This repo contains scripts and utilities for analyzing tandem repeats (TRs).
Installation
To install the latest version using pip, run:
python3 -m pip install --upgrade https://github.com/broadinstitute/str-analysis/archive/refs/heads/main.zip
or use the docker image (though it may not have the latest version of the code):
docker run -it weisburd/str-analysis:latest
Tools
- call_non_ref_motifs (docs) - takes a bam/cram file and, optionally, an ExpansionHunter variant catalog. Then, for each
locus, it determines which STR motifs are supported by reads overlapping that locus before running ExpansionHunter on the motif(s) it detected.
- filter_vcf_to_STR_variants - takes a single-sample VCF file and filters it to the INS/DEL variants that represent
tandem repeat expansions or contractions by peforming brute-force k-mer search on each variant's inserted or deleted
bases. This tool was a core part of Weisburd, B., Tiao, G. & Rehm, H. L. Insights from a genome-wide truth set of tandem repeat variation. (2023)
- merge_loci - takes one or more STR catalogs and combines them into a single catalog while removing
duplicates based on overlap and repeat motif.
- annotate_and_filter_str_catalog - takes an STR catalog and annotates the loci based on their overlap with genes
and known disease associated STRs. It then allows filtering by motif size, gene region, and various other criteria.
- compute_catalog_stats - takes an annotated catalog output by the annotate_and_filter_str_catalog script and
computes various summary statistics about it.

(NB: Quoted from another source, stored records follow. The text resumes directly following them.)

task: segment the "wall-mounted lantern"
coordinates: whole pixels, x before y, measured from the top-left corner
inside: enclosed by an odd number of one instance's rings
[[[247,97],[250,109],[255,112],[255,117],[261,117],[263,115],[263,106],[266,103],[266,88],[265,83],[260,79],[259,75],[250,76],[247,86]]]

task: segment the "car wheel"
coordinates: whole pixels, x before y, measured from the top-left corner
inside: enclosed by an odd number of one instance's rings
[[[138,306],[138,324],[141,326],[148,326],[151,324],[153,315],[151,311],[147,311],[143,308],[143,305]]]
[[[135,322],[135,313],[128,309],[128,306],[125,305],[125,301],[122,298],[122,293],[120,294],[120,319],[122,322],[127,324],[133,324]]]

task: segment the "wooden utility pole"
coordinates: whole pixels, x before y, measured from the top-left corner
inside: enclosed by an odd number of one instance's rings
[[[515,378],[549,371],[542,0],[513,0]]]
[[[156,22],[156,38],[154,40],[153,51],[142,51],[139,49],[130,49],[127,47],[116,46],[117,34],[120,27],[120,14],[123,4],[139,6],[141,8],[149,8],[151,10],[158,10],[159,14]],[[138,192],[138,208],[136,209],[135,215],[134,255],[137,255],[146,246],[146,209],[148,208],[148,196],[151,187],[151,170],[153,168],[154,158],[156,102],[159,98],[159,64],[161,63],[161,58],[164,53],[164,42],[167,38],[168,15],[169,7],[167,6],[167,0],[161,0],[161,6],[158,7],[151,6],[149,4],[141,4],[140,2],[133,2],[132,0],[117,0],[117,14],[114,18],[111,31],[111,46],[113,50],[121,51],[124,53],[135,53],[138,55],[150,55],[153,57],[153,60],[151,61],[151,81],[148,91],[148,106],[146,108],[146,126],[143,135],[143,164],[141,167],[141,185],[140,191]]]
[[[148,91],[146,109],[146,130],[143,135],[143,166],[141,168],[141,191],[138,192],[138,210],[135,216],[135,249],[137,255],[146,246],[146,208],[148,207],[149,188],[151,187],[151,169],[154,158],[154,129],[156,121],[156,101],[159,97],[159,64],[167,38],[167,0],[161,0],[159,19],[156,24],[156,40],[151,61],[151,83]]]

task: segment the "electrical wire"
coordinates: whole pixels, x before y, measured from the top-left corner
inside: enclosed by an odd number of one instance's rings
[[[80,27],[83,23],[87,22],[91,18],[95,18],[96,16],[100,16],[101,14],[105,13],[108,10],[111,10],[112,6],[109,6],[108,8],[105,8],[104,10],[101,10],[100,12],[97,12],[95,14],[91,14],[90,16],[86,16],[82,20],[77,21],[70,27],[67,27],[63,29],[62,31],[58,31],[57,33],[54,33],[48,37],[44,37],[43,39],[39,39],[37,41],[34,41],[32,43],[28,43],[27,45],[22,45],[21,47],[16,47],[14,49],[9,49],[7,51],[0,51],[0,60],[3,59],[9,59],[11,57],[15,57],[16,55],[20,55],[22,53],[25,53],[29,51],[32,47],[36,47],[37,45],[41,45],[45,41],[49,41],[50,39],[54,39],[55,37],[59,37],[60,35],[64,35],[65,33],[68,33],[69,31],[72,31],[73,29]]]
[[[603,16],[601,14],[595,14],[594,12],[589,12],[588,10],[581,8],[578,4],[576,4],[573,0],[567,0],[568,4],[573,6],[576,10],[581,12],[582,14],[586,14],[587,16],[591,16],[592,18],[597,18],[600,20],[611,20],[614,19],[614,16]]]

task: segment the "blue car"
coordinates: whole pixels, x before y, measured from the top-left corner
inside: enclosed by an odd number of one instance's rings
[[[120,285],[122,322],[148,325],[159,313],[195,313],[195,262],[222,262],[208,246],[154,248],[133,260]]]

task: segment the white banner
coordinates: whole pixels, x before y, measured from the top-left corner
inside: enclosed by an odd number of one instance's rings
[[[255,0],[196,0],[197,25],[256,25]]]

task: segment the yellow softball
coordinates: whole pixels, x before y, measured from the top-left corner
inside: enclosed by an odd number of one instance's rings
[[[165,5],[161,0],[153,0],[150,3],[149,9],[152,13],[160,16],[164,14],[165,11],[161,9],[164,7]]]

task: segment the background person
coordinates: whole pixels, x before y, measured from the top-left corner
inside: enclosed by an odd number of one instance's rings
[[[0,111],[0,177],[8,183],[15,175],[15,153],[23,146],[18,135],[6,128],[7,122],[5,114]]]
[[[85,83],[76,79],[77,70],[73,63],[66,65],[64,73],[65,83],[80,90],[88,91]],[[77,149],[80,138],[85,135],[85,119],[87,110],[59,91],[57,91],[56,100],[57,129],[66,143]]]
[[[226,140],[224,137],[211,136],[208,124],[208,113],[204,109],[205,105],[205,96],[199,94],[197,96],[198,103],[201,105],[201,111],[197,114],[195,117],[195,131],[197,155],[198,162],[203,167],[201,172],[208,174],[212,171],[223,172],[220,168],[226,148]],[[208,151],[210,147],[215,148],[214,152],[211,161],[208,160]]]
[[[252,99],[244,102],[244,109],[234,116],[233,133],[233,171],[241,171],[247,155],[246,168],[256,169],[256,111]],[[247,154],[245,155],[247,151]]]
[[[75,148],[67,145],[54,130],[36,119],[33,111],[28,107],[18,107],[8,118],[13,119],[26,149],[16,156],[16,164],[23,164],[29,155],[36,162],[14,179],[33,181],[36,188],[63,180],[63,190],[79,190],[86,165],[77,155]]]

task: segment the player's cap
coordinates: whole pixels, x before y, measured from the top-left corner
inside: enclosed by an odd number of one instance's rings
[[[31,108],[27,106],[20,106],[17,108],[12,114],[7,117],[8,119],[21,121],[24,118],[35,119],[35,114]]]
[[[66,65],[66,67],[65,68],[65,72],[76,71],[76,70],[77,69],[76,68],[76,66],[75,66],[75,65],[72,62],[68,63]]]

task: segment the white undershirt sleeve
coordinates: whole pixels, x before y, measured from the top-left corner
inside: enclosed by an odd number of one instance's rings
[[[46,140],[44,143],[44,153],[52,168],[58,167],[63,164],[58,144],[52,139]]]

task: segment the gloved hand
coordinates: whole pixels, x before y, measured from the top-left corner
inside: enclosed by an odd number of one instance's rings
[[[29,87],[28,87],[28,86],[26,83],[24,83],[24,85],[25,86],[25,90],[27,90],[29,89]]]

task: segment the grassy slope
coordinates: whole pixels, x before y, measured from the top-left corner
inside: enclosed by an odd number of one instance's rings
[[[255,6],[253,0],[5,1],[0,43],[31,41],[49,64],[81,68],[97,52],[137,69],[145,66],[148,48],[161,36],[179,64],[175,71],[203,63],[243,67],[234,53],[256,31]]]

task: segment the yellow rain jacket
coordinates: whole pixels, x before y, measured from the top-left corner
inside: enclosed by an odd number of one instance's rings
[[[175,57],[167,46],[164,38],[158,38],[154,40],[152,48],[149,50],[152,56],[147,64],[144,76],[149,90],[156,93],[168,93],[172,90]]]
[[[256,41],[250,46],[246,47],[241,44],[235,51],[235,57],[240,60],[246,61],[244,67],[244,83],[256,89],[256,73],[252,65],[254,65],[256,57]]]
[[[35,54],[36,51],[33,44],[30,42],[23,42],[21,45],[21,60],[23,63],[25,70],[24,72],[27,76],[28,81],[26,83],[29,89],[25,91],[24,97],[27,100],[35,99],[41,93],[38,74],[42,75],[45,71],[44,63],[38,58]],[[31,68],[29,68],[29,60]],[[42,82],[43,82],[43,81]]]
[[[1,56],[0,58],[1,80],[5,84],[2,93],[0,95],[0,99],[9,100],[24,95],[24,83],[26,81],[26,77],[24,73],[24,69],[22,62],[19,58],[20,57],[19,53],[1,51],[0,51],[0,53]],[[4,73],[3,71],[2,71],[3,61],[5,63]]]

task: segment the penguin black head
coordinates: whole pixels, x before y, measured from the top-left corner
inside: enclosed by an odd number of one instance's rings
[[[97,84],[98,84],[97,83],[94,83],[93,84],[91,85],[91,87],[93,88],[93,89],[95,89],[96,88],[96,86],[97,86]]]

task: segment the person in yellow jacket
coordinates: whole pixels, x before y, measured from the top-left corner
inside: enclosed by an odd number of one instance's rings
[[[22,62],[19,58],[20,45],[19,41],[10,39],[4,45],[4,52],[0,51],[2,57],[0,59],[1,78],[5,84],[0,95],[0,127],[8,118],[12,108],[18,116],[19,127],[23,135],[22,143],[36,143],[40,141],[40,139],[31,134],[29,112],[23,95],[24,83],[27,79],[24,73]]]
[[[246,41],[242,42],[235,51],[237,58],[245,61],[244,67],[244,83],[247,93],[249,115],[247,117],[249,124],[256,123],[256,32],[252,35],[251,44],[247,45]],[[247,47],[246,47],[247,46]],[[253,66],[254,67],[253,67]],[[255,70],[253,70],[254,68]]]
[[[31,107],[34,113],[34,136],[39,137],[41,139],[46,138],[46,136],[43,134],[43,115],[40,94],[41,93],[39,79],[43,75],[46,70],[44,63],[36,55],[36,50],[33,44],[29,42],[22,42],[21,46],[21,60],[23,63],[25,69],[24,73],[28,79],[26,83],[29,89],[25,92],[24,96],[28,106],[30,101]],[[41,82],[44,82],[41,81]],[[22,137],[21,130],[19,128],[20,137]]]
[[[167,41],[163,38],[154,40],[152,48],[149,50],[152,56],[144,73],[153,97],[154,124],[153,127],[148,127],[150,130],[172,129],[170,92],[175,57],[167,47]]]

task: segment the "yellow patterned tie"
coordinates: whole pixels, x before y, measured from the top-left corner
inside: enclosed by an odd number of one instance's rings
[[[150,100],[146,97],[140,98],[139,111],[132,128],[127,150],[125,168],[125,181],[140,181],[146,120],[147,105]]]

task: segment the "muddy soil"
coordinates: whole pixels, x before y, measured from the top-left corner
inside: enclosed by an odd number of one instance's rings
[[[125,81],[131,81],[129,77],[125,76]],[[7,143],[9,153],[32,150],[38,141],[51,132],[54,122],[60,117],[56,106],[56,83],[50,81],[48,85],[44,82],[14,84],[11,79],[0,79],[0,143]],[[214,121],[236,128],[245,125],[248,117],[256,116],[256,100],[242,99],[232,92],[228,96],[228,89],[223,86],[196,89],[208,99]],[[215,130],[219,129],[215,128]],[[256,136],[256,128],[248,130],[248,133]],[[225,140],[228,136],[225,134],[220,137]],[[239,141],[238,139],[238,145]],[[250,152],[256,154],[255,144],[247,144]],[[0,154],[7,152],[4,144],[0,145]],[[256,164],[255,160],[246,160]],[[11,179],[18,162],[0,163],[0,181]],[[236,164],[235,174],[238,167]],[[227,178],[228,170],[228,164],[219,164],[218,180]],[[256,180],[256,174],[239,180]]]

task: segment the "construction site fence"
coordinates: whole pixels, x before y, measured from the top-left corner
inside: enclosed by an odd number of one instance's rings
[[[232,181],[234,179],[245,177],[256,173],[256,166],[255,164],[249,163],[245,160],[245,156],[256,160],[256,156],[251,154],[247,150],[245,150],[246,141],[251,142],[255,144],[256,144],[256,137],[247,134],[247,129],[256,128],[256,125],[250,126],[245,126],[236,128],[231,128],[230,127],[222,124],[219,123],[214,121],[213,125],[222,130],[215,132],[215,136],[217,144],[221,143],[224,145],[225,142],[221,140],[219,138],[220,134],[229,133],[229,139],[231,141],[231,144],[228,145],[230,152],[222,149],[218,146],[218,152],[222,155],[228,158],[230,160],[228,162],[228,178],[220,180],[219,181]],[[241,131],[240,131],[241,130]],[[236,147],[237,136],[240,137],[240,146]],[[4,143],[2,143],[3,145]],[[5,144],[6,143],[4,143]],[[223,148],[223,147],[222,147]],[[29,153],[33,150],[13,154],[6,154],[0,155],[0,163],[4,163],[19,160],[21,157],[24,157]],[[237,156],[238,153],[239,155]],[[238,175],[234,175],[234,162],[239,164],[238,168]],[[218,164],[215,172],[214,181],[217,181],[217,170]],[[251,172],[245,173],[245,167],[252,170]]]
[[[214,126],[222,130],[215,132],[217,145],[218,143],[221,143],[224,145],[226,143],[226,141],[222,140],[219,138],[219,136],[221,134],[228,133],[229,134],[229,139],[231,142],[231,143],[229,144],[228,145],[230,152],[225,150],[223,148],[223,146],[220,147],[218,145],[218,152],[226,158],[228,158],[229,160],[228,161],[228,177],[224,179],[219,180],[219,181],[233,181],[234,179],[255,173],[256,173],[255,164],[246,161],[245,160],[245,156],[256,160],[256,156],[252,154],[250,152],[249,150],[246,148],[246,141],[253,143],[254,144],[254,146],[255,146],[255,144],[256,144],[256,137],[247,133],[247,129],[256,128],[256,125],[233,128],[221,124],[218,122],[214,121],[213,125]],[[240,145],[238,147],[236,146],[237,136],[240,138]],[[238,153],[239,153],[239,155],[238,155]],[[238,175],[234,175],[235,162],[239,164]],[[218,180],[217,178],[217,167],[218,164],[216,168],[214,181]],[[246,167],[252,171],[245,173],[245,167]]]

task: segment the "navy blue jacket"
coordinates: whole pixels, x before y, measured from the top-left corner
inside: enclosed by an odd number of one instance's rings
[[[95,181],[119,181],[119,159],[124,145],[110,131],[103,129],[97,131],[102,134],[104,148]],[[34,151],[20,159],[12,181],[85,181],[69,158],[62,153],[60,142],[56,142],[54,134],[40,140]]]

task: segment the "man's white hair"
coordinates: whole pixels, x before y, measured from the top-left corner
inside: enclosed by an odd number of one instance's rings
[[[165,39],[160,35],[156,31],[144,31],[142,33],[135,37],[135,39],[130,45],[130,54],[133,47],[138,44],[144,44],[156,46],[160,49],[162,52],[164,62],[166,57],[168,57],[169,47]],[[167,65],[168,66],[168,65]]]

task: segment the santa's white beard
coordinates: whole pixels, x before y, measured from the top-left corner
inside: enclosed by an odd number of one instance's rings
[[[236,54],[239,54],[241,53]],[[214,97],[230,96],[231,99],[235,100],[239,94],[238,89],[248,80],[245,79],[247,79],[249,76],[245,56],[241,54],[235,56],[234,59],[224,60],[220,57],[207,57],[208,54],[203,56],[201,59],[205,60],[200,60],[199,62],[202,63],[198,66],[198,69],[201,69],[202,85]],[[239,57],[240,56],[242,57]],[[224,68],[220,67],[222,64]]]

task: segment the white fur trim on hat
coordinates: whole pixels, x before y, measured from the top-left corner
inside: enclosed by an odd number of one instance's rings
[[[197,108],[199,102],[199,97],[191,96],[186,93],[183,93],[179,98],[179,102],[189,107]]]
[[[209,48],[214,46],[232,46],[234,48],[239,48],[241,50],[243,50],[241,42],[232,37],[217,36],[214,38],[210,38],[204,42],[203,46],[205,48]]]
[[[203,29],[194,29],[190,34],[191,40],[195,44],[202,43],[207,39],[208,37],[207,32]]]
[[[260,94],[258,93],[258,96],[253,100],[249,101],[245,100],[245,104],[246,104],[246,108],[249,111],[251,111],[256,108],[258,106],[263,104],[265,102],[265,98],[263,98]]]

- add_offtarget_regions - takes an ExpansionHunter variant catalog and adds a list of off-target regions to each
locus definition by querying a database of off-target regions that have been precomputed for each TR motif.
This database was generated by using wgsim to simulate fully-repetitive reads for each motif, and then recording
where these reads mapped on hg19 and hg38 after aligning them using bwa.
- add_adjacent_loci_to_expansion_hunter_catalog - takes an ExpansionHunter variant catalog and a bed file containing
all simple repeats in the reference genome. Outputs a new catalog with updated LocusStructures and ReferenceRegions
that include any adjacent repeats found near each locus in the input catalog.
- check_trios_for_mendelian_violations - takes a table of combined ExpanssionHunter calls generated by the
combine_str_json_to_tsv
as well as a FAM or PED file with parent/child relationships, and outputs a table of mendelian violations in the callset.
- simulate_str_expansions - uses wgsim to generate .bam files with simulated read data containing STR expansions
at a given locus, and having a given number of repeats, motif, zygosity, etc.
- filter_out_loci_with_Ns_in_flanks - removes loci from an ExpansionHunter catalog if their flanks contain enough Ns to trigger an ExpansionHunter error.